Tuesday 19 July 2022

Who was the photographer of British Amphibians and Reptiles, Walter S. Pitt?…continued

Walter S. Pitt’s photographs were used to illustrate Malcolm Smith’s seminal book, The British Amphibians and Reptiles published by Collins in the New Naturalist series in 1951. Pitt’s photographs also appeared in magazines on aquaria and there is mention that he was the recipient of one of first four Amazon sword plants to be imported into Britain. He was a member of the Zoological Photographic Club which led me to suspect he might have been a gifted amateur photographer. But I could found nothing further. I asked if anybody had information in a post on here on 22 February 2018. A couple of days ago the President of Bath Photographic Society contacted me to say our W.S. Pitt was unlikely to be the W.S. Pitt—the only possibility I could find—who was a member of that Society in 1888. Today, by chance while looking for somebody else, I found that Walter S. Pitt was a member of the Avicultural Society and that his address was listed. A search in ancestry.com soon showed who he was.

Walter Sydney Pitt was born on 19 November 1900 at 15 Portland Place London. His father was a physician, a consultant at Guy’s Hospital. Walter Pitt became a solicitor in the city (Pontifex, Pitt and Langham of Holborn Circus). He lived in Surrey at ‘Wildwood’, Silverdale Avenue, Walton-on-Thames. He died on 21 February 1983. It appears that he and his wife, Muriel Evelyn Gillard, had no children.

Confirmation that this was the Walter Pitt I was looking for has also appeared since I did the searches in 2018. On eBay at present is a clipping from a 1946 issue Rural Affairs Magazine. The caption to the photograph shows that Pitt won second prize (and £2) in a photographic competition for a photograph of a Greater Black-backed Gull alighting on a rock. From the caption the details of the camera he was using are given. It is described as an Exacta 2¼ x 2¼ fitted with a 8¼ inch Cooke Aviar lens. The film was Ilford HP3  and the exposure 1/1000th second at f/4.5*.
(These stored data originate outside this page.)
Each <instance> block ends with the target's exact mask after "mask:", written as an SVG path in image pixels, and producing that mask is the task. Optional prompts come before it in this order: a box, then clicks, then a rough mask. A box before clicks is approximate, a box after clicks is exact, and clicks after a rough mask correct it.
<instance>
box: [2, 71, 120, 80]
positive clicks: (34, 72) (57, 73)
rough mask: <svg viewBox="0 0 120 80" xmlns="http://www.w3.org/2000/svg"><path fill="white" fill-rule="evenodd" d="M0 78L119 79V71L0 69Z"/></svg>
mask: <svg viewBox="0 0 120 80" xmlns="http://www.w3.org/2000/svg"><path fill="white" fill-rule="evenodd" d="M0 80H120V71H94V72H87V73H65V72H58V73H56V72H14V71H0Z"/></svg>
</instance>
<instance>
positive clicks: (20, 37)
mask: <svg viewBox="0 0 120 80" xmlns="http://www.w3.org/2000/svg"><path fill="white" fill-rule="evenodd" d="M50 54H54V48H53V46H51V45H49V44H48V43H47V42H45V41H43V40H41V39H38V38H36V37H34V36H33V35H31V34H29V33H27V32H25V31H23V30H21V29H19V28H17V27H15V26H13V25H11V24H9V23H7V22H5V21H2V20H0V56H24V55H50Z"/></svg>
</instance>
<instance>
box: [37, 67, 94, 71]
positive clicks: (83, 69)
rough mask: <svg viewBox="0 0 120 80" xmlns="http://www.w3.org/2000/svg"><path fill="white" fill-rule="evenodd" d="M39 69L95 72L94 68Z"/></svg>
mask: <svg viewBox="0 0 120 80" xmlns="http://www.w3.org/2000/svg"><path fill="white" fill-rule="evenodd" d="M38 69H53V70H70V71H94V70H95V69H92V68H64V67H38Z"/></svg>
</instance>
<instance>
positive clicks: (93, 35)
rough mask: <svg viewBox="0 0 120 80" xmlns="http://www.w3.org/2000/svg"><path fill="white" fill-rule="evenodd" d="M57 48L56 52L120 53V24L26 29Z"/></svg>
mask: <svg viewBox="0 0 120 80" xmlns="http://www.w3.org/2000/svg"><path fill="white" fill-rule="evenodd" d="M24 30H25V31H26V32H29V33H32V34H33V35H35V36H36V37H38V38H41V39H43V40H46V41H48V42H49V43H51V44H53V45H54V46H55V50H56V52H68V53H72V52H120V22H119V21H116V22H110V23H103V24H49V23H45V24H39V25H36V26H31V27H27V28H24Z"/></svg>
Having identified Walter Sydney Pitt as a gifted amateur photographer, aquarist and aviculturist, the question now is, do his original photographs which illustrated so famous a book, survive anywhere?

Finally, some of the colour plates by Pitt from Malcolm Smith’s book. The newts were photographed in an aquarium, another photographic skill acquired by Walter Pitt.





*The camera is interesting. The negative size shows that is must have been an Exakta 6x6, a camera that only became available in Germany a week or so before the outbreak of war. My guess is it came to U.K. with a serviceman some time in 1945 and that Pitt was trying it out. The lens was a famous Cooke Aviar 210 mm lens made for large format cameras by Taylor, Taylor & Hobson in Leicester. The Exakta’s roll film would have captured just the centre of the image projected by the lens, thereby increasing its apparent focal length. Some special fitting must have been made to adapt the lens to the lens mount of the Exakta. At the time of Pitt’s photograph, the rating of Ilford HP3 film was the equivalent of approximately 250 ASA. In order to use the shutter speed he did (to capture the bird in flight) it must have been a bright if not fully sunlit day when he encountered the gull.